Given the historical lack of access to pools, beaches and swimming instruction within the Black community, several spoke of how Penny’s story had affected the way they think of being in the water. Dr. Loris Rayner ’76, a pediatrician, said that when he counsels his patients about swimming safety, “I always talk about Gerald Penny.”

Jeanine Friedman ’82 is part of Team Dream, a  Chicago-based organization that teaches swimming to women of color. “When I’m diving in, I’m thinking this is a privilege, that I have someone who greets me with towels and says, ‘Your lane is ready, Mrs. Friedman,’” she said, “and I think about Gerald Penny.”

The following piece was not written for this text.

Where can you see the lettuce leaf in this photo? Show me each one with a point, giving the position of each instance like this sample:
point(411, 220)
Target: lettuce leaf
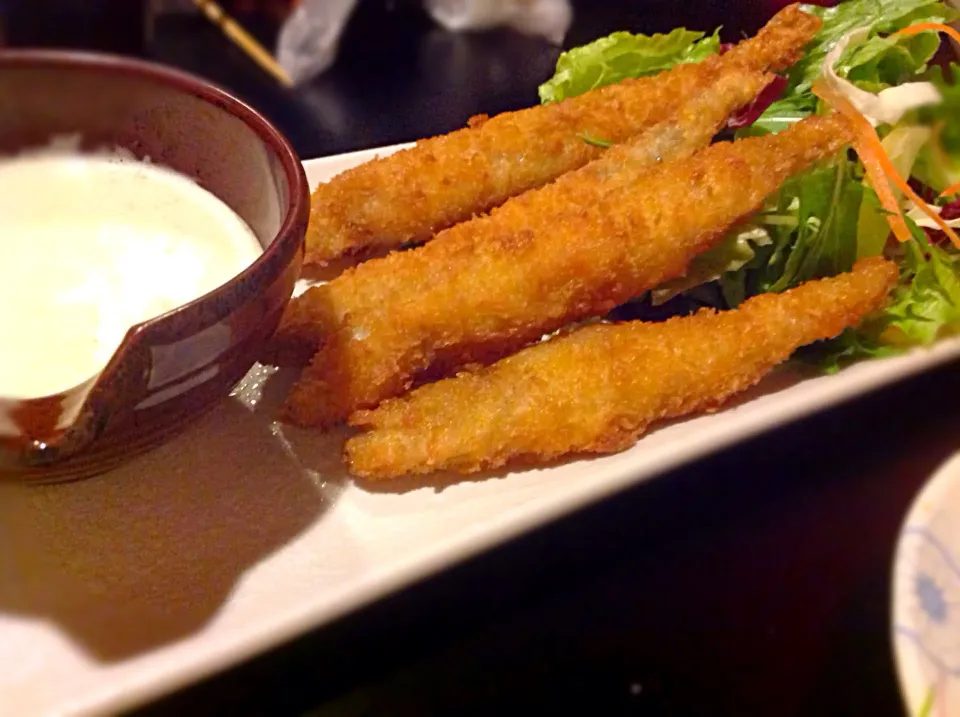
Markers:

Boykin-East read words from Jordan Trice ’24, who described how he felt when he learned about Penny’s death: “I remember my heart stopping, my throat tightening, and I remember feeling scared. How scared he must have been when he was standing on the edge of Pratt Pool and being told to get in.” 

Trice added: “Amherst has certainly changed since the fall day in 1973 when Gerald’s senseless death occurred. The College’s commitment to diversity has brought in students who have forced it to change, who have raised their voices continuously. We need to care for each other the way Sonia Sanchez cared for Gerald Penny those years ago.”